Multi-turn encoders utilize either an input shaft or the increasingly popular hollow shaft construction. When input shaft encoders are connected to another shaft, they are impossible to perfectly align. Therefore, a flexible coupling must be used to connect both shafts, or bearing overload may occur. Hollow shaft encoders allow the mating shaft to pass through them, locking to shafts with a collet-style mechanism.
A tether mechanism holds the encoder to the machine base and provides two functions. First, the encoder’s body is prevented from rotating. Second, any axial and radial misalignments between the shaft and encoder are absorbed in the tether, minimizing any overloading forces to the bearings. Hollow shaft encoders are typically self-aligning and offer a lower overall profile once installed, compared to a shaft encoder that requires a standoff flange. Reduced installation time — with no need for a coupling — and a lower profile are just some of the benefits from hollow shaft encoders.
Absolute multi-turn encoders often use optical recognition technology, which is the preferred method of sensing by many manufacturers, as it is virtually impervious to magnetic fields. These encoders are ideal candidates for use on gear motors utilizing brakes. While in the past, brakes wreaked havoc on many absolute multi-turn encoders, today’s advanced technology has made encoders more successful in these applications.
With 17 bits per turn and 12 bits of turn data, a multi-turn encoder can deliver a total data word of 29 bits. Transmitting this in parallel fashion would require 29 wires, which is a costly and time-consuming process. This is the reason why all multi-turn encoders today utilize serial transmission, which is typically carried out over two or four wires. Some popular methods are SSI, PROFIBUS, DeviceNet and CANopen. These serial types of transmission can achieve speeds up to 10MHz, providing nearly real-time position updates.

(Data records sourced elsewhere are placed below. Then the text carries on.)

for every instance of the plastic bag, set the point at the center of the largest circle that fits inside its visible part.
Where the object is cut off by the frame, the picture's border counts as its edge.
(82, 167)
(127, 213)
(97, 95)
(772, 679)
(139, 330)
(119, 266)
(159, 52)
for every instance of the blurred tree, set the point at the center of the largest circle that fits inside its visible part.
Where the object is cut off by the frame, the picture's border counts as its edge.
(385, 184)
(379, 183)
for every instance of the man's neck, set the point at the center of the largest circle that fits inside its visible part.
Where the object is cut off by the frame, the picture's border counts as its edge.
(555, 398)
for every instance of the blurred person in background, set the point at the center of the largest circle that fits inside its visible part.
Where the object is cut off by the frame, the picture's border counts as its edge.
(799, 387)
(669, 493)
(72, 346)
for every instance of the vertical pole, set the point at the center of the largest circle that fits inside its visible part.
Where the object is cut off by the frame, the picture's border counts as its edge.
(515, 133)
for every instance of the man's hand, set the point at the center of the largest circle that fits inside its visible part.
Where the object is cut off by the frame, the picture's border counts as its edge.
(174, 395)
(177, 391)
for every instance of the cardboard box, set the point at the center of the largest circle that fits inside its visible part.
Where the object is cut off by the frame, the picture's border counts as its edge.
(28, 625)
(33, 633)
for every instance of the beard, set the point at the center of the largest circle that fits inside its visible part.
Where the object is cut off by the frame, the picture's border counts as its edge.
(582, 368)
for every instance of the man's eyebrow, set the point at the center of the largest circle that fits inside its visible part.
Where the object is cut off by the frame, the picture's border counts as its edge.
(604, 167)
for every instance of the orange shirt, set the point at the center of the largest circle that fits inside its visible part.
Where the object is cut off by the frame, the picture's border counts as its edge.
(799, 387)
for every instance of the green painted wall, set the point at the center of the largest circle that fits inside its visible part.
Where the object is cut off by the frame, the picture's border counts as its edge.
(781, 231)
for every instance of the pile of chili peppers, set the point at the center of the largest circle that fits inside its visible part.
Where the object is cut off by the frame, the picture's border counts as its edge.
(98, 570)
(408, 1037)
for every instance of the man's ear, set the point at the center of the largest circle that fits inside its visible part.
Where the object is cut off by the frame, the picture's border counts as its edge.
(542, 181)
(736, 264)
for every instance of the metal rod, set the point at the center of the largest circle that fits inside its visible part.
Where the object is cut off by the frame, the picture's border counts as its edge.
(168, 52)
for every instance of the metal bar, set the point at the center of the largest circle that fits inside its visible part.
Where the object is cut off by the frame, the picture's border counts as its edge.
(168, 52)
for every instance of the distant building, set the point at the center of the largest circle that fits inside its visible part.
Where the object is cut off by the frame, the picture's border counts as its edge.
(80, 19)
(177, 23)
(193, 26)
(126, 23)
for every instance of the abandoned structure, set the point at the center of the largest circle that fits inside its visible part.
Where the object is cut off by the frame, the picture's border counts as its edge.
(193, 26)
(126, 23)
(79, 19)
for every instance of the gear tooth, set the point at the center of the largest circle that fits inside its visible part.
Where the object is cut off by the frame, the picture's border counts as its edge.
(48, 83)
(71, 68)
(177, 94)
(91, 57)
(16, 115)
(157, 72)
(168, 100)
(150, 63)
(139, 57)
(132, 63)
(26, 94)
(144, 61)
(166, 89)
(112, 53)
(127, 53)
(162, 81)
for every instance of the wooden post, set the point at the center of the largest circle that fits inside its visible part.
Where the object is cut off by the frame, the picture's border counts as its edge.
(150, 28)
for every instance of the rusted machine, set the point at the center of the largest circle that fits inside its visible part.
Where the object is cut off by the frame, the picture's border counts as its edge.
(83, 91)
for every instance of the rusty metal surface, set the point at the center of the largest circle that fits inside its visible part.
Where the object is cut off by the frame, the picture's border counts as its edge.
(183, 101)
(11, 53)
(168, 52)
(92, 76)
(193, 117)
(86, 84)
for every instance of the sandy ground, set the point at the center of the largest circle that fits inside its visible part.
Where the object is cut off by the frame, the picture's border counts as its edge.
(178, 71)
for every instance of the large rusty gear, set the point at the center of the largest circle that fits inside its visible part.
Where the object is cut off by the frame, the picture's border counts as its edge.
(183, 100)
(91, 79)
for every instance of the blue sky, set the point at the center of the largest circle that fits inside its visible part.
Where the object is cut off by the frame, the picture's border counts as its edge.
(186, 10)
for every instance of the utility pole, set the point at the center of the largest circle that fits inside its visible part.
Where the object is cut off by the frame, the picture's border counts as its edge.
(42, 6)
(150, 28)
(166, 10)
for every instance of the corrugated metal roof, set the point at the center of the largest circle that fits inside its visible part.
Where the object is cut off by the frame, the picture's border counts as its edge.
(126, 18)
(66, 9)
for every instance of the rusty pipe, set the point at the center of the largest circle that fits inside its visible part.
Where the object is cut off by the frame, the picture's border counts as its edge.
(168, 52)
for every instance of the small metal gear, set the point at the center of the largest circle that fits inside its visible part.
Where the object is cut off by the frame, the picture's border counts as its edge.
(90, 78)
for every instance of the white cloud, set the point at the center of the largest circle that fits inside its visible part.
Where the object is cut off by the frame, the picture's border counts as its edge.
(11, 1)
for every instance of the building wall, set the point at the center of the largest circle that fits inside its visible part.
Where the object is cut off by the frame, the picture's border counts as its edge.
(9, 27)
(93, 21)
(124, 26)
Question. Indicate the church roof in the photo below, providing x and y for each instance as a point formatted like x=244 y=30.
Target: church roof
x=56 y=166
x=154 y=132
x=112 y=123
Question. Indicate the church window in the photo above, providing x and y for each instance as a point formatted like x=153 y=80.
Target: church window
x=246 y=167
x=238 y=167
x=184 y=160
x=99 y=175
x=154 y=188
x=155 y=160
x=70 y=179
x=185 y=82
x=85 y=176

Another benefit of the serial transmission is the ability to program the encoder online, including baud rate, end of line termination resistor, addressing, or setup with dip switches inside the encoder. Things like counting direction, home (or “0”) position, instantaneous velocity, acceleration/deceleration rate, position transmission update rate, and many more can be read or programmed to the encoder. With these new advancements and many more options, multi-turn encoders to be used in industrial automation applications where they were never used before.